WASHINGTON (Reuters) - The U.S. Commodity Futures Trading Commission on Monday proposed increasing federal oversight of the Chicago Climate Exchange’s carbon spot contract.

The CFTC is using new authority provided by Congress that gives the agency more oversight over contracts listed on exempt commercial markets that play an important role in setting the price for a commodity.

The Chicago Climate Exchange’s carbon contract could become the second contract subject to the CFTC’s new authority. The agency boosted oversight of the IntercontinentalExchange’s natural gas contract last month after it determined that contract played a significant role in price discovery.

The CFTC said it was seeking similar authority over the CCX’s carbon contract “to promote transparency and guard against fraud, manipulation and other abuses.”

The agency will seek public comment on the carbon contract proposal for 15 days before making a final decision.

“As an exchange we welcome sound regulation and transparency in the carbon market and look forward to working with CFTC as they work to prepare for national and global management of greenhouse gases,” CCX said in a statement.

The exchange’s carbon contract is based on the value of 100 metric tons of carbon dioxide emissions.

CCX is North America’s only active voluntary, legally binding trading system to reduce greenhouse gas emissions with offsetting projects.

The exchange has over 350 members, including companies from the automotive, chemical, coal, electronic and financial services sectors.
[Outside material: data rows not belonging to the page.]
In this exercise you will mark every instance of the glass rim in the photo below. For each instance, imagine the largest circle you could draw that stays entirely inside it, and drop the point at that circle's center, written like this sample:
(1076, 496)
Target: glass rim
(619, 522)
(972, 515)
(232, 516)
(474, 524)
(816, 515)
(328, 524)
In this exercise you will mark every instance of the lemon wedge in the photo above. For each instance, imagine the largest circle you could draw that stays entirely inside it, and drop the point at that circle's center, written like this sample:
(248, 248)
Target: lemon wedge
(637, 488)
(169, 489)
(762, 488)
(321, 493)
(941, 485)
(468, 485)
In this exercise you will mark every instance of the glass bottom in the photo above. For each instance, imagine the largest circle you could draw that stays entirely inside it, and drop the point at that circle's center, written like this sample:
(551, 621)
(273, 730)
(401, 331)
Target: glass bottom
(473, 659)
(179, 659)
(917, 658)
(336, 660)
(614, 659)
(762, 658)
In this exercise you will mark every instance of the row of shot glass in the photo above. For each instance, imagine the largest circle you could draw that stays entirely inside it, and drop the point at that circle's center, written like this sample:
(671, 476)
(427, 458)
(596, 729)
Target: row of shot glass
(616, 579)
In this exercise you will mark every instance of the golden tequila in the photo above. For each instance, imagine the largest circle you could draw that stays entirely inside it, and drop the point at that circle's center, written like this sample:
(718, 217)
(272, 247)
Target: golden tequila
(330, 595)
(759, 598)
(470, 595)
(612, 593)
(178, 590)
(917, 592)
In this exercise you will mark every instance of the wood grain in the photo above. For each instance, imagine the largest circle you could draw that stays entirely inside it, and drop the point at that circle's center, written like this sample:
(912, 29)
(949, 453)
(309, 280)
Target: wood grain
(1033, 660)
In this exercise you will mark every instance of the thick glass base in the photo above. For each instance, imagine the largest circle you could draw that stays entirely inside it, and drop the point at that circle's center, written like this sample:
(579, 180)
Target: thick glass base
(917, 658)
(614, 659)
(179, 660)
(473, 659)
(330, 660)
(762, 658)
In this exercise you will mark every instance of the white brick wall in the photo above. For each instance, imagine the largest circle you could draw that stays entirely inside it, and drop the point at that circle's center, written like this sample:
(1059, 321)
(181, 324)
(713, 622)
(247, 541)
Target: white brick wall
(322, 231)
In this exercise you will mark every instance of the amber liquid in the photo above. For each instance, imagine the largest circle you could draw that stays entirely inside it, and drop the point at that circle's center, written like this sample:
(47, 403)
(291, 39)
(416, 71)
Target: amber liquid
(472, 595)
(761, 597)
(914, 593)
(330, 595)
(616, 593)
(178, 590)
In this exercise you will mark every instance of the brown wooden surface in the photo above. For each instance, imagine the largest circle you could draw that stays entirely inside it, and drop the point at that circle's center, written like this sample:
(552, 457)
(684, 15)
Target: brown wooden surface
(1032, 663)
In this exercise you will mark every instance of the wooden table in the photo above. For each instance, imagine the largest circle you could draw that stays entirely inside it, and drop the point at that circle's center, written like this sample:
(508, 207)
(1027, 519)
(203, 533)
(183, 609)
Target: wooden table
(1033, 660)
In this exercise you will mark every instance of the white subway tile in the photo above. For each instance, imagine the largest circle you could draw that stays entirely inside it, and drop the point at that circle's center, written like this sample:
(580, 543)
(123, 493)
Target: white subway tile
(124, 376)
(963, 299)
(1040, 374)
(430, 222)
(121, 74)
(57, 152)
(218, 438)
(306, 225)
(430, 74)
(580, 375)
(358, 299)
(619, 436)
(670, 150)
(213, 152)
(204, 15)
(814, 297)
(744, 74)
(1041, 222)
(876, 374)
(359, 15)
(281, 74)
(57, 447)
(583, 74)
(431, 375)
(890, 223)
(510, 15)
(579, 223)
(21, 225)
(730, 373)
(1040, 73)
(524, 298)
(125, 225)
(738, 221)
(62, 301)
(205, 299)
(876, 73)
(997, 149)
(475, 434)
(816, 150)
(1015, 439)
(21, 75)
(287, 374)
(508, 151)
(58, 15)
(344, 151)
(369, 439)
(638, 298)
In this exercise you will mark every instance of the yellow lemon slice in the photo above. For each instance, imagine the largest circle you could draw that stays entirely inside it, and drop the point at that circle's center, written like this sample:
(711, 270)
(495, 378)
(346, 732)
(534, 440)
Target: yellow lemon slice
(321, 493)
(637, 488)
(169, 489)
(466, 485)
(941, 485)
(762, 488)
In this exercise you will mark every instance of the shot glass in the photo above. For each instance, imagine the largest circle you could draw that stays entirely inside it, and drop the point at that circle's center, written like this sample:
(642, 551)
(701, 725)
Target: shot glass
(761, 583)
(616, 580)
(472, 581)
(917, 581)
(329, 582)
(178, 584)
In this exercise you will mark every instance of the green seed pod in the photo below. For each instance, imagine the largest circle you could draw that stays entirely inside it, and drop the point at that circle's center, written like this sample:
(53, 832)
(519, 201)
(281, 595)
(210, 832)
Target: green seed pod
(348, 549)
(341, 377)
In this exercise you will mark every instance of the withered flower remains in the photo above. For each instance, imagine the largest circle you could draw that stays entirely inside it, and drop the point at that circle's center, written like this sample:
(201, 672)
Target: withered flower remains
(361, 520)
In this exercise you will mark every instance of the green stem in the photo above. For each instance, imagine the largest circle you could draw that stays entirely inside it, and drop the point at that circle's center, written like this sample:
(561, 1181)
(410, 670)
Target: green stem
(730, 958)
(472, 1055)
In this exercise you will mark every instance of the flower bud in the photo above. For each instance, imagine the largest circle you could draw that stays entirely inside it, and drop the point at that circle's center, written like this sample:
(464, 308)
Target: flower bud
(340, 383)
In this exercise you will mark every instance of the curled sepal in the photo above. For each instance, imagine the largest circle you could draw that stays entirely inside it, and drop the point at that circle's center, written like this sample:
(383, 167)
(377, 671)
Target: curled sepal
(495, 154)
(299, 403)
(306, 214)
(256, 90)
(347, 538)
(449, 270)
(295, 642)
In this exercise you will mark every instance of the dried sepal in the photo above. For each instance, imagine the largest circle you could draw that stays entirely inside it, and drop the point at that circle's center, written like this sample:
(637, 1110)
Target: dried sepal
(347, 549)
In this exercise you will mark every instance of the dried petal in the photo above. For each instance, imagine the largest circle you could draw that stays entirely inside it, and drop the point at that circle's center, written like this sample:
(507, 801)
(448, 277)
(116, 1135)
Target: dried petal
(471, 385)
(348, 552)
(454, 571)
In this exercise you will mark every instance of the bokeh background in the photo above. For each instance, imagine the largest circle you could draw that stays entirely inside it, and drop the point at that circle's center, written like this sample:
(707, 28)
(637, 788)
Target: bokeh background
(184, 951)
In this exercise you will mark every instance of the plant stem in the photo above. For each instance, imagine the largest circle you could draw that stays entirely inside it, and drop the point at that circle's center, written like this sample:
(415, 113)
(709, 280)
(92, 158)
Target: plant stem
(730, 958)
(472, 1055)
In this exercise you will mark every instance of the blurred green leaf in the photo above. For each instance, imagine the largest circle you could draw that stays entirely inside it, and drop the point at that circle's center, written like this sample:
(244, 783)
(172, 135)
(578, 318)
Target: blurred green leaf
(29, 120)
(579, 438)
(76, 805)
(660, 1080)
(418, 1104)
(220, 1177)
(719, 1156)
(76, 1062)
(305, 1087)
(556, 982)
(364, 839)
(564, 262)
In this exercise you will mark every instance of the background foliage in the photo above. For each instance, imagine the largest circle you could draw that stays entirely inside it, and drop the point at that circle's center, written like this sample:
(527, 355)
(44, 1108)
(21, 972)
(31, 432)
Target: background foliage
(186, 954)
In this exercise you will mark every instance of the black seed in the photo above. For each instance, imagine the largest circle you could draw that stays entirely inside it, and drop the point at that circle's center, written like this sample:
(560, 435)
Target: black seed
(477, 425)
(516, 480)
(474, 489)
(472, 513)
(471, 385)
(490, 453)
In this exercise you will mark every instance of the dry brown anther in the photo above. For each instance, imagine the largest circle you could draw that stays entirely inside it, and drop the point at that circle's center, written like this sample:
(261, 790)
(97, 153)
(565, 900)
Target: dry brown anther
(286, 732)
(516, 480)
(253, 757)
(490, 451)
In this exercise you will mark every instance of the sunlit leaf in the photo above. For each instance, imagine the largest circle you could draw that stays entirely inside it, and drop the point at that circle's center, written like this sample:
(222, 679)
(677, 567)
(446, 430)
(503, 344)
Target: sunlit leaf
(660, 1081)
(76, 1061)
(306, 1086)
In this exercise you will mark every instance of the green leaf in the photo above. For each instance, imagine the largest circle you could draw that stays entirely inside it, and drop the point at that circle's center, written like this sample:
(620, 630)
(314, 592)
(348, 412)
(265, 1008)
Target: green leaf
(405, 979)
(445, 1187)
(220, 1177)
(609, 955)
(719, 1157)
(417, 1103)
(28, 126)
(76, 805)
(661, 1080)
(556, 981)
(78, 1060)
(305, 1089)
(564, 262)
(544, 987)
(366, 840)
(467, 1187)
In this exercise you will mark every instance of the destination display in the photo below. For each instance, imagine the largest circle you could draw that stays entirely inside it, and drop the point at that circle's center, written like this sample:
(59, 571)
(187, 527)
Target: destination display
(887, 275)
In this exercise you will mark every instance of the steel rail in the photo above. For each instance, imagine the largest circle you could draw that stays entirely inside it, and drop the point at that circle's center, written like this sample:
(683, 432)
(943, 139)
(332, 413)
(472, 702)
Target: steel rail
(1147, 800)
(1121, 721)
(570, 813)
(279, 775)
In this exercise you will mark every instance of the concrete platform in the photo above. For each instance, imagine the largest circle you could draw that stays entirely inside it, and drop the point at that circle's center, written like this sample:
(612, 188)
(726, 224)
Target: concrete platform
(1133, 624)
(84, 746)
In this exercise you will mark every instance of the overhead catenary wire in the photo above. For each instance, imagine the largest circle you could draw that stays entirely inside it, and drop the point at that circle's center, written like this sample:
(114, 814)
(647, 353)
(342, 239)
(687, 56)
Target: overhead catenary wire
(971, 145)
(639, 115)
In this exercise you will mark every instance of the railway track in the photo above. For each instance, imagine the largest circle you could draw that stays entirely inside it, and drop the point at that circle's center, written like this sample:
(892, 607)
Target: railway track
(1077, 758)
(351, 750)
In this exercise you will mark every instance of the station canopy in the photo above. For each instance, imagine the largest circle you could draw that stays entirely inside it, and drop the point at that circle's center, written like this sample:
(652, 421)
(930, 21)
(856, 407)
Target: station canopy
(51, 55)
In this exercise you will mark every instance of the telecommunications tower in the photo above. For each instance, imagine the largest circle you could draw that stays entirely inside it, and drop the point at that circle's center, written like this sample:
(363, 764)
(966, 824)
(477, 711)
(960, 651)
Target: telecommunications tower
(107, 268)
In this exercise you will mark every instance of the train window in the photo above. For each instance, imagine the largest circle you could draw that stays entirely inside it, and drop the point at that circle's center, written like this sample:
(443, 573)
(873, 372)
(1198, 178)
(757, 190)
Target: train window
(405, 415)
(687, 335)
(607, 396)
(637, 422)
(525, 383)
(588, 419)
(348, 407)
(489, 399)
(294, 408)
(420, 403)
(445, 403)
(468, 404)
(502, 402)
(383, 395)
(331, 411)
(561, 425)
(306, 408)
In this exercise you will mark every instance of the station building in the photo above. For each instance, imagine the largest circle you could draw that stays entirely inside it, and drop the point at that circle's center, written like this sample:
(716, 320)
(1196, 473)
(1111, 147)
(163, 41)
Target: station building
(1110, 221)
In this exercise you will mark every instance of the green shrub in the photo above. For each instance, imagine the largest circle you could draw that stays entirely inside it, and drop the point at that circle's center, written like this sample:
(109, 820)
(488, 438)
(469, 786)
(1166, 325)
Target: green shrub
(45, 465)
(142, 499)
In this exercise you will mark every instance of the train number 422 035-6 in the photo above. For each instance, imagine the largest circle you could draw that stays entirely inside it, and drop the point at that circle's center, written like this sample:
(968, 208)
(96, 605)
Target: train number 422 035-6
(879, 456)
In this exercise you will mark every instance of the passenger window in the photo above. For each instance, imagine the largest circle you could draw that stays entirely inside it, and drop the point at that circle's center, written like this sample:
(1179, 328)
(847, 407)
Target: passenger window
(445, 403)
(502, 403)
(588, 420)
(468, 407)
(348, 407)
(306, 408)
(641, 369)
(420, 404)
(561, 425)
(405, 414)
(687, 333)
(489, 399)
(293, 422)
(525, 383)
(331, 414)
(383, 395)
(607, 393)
Separately, CFTC Chairman Gary Gensler told Reuters in an interview that the agency expects to determine that even more contracts on exempt commercial markets should be subject to agency oversight because they play a big role in setting prices for the underlying commodities.

“This is not a small number,” Gensler said. “We’re going to have a series of these that we’re going to try to put out in the next couple of months.”

Gensler declined to provide details, but said they could include energy, metal, agricultural and financial contracts.